Parfois, l’ami peut faire mal. Il n’arrive pas à se mettre à notre place et à comprendre ce qui motive ce grand saut dans l’entrepreneuriat. « Mais tu plaisantes là du coup ? », « Et nos vacances, ta vie, ton avenir ? » … Comme si nos choix engageaient leur vie ?

Comme si nos choix les mettaient en face de leur propre vie, de leurs propres choix ?

Il y a des comportements qui laissent songeur et des paroles qui vont trop loin. Comme beaucoup de choses, l’amitié ça passe, et ça repasse.

Ca fait mal, mais parfois prendre ses distances est la meilleure des décisions.

Mon quotidien ?

On l’entend de la bouche des autres, puis on le vit. Et là ça change tout. Le quotidien d’un entrepreneur est souvent bien rempli.
Certains prennent beaucoup de risques financiers notamment mais sont rémunérés. D’autres ont moins besoin d’investir mais le démarrage de l’activité est long et peu rentable.

Quoi qu’il en soit, pour tous, c’est un saut avec une prise de risque au bout des pieds. C’est un quotidien parfois chargé, des horaires étendus, une vie sociale qui en prend un coup, des insécurités financières.

Allez donc louer un appartement quand vous vous lancez ! Demandez un prêt pour investir dans les travaux de votre maison !

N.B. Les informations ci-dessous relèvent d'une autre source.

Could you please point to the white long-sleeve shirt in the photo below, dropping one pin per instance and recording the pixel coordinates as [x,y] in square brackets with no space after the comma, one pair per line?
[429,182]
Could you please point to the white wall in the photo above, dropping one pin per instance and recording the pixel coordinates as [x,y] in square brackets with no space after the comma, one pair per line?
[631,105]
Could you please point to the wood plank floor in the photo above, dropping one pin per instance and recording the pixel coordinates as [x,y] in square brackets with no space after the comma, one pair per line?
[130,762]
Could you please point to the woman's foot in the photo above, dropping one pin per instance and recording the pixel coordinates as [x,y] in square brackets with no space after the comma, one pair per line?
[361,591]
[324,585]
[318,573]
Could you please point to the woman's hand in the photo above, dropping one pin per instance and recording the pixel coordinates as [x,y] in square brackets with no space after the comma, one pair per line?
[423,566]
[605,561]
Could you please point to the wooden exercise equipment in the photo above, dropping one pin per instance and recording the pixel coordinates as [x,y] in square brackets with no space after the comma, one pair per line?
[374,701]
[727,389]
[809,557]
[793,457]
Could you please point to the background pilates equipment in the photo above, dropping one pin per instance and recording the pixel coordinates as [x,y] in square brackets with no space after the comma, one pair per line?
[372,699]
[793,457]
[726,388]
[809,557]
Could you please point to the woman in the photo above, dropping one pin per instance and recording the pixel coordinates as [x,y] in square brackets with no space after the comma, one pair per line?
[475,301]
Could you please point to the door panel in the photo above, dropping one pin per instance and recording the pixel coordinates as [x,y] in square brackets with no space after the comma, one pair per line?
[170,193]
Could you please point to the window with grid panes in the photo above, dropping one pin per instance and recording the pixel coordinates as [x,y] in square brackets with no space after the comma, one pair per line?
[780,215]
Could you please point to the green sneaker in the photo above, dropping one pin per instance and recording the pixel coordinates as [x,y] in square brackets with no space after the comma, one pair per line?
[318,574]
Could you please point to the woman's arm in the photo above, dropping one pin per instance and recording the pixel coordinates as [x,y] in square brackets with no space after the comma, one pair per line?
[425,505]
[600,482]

La liberté a un prix, parfois dur à gérer ! Ce n’est pas à sous-estimer.

Et mes cotisations retraite !

Le statut de l’entrepreneur est aussi spécial. Un problème ? Il ne touchera pas le chômage. Sa retraite ? Il devra y penser toute sa vie car son régime de retraite ne sera pas forcément très favorable.

Être entrepreneur, c’est avoir une vie différente, une vie qui nécessite peut-être d’être encore plus responsable. Une vie parfois dure financièrement car la faillite peut déborder sur le patrimoine personnel.

Alors, il faut parier, il faut relativiser, il faut tenter et remettre à plusieurs certaines contraintes pour oser !

Il y aurait encore tant d’autres blocages à surmonter. Chacun a les siens, mais ce qui est sûr, c’est que l’aventure est belle et qu’il faut oser ! Faire tomber les murs les uns après les autres sans lâcher, même en vacillant, et dans la mesure du raisonnable.

A chacun de bien se connaître pour évaluer ce qu’il est prêt à supporter ou non.